Lefse Sløttsstèk é um jornalista norueguês que vive no
Brasil há três anos. Correspondente de um periódico de Oslo, capital da
Noruega. Logo pela manhã sou acordado pelo seu telefonema. Não fosse o nome na
tela do meu celular, o sotaque inconfundível já me avisava quem ligava tão
cedo. Lefse fala razoavelmente nosso idioma, embora ainda se confunda com os
neologismos e gírias. Sempre me pede ajuda. Mas a dúvida de Lese hoje era sobre
o nefasto acidente ocorrido na Colômbia.
Bem informado, com fontes confiáveis,
já sabia a mutretajem (termo que já aprendeu) do piloto-sócio, que morreu por
economizar uns dólares de combustível. Mas o que o incomodava mesmo era
entender o porquê da escolha de uma obscura companhia aérea colombiana, que
tinha sede na Bolívia, para realizar o voo. Não entendia a inocência do
prefeito da cidade natal do time pagar os mesmos cento e trinta mil dólares por
um voo fretado que custaria o mesmo valor se fosse feito por uma tradicional
companhia aérea brasileira. Segundo ele, a empresa nacional havia oferecido a
viagem no mesmo valor ao prefeito. Este teria gentilmente recusado. Lefse,
acostumado com o alto padrão gerencial dos funcionários públicos de seu país,
não conseguia compreender os cálculos que o alcaide efetuou que o levaram a
confundir que haveria vantagem na empresa vizinha. Além disso, o estava
perturbando o fato do piloto sabedor que sua aeronave não teria autonomia
suficiente para chegar ao destino, optou por arriscar, senão a vida dos
passageiros, a sua própria, não parando para reabastecer como estava previsto.

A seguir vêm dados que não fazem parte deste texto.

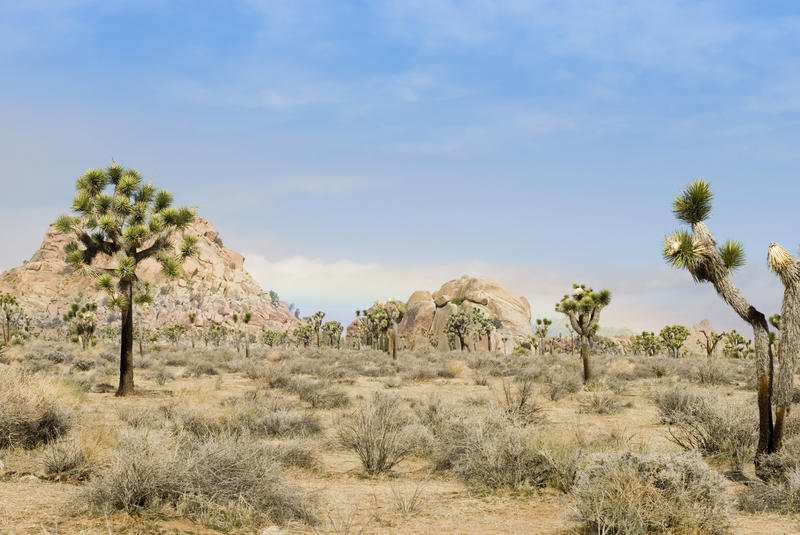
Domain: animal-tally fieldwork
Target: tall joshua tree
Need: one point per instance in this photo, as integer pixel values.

Pensava já meu amigo jornalista que se tratava do mesmo caso do avião da
Indonésia, onde o piloto planejou o próprio suicídio.

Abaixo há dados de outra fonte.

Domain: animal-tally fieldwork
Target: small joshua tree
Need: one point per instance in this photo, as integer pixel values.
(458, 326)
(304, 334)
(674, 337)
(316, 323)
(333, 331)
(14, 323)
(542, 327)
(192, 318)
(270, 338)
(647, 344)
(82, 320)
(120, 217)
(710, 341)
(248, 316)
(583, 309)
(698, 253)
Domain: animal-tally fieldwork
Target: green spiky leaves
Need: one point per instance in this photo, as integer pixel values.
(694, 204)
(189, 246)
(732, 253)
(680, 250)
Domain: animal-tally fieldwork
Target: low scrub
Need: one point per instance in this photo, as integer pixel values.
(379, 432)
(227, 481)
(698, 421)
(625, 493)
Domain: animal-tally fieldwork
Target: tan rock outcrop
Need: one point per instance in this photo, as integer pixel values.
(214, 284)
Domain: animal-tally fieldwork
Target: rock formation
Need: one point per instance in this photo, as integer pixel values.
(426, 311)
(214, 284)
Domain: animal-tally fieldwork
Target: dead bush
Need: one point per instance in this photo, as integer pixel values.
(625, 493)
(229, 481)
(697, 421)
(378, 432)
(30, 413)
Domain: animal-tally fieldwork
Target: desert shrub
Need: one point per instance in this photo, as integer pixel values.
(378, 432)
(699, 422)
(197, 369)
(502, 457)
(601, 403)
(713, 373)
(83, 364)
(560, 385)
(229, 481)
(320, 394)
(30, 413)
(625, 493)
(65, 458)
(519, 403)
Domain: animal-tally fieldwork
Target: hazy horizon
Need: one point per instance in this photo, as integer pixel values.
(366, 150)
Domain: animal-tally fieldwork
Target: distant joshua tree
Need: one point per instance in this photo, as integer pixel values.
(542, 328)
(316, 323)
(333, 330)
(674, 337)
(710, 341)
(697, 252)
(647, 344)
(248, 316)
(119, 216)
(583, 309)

Foram quase trinta minutos de tentativas de explicar a ele
como as coisas funcionavam por aqui. Mesmo já vivendo entre nós há mais de três
anos, ainda não consegue meter na cachola, encoberta por cabelos cor de fogo, como
a banda toca nesses lados. Aliás essa última expressão nunca o conseguir fazer
entender. Sempre acha que estou falando de música. E ainda briga dizendo que
estou sempre mudando de assunto sem avisar. Tenho um pouco de pena das
limitações mentais de meu colega de profissão e já começo a suspeitar que a
educação no país dele não é tão boa quanto a nossa. Mas o fato é que Mr. Sløttsstèk
está quase desistido de viver entre nós. Pensa em voltar ao frio, mesmo
adorando o calor, as praias e a caipirinha de “cashoska”. Até já comprou uma
cabine de bronzeamento artificial, que mantem embalada e pronta para viajar. Só
fica com receio dos vizinhos do pequeno distrito de Horehùs, onde mora, há
menos de vinte minutos de ônibus, da sede do jornal na capital. Tem receio
também dos colegas de trabalho desconfiarem de sua ostentação de riqueza, coisa
até proibida por lei, em seu país. Acha que quando descobrirem a cabine de
bronzeamento que pretende instalar no pequeno quintal de seu apartamento
térreo, a vizinhança vá se sentir constrangida. Pensa em Kljópek, seu vizinho
no andar de cima, que é lixeiro e muito ocupado com seu trabalho. Quase não tem
tempo para viajar. Ou tomar banho de sol. Sua vizinha de frente, Hilda Grønlie,
médica especialista no Real Hospital de Clínicas, costuma pagar sessões
privadas, não terapêuticas, de bronzeamento artificial antes de desfrutar seus
vinte dias de férias anuais em um modesto balneário na Criméia. Certamente ela
também não veria com bons olhos sua cabine.
Enquanto está por aqui, meu amigo Lefse aproveita o salário
ganho em euros para adquirir e usufruir de pequenos luxos. Mas sempre se
preocupa na hora de partir e levar suas traquitanas para casa. Além do pouco
espaço do imóvel e da aversão que tem a ostentações, seria difícil usufruir de
algumas coisas por lá. Dias curtos, muito frio e o trabalho que não é tão
tranquilo quanto aqui. Mas isso eu conto depois.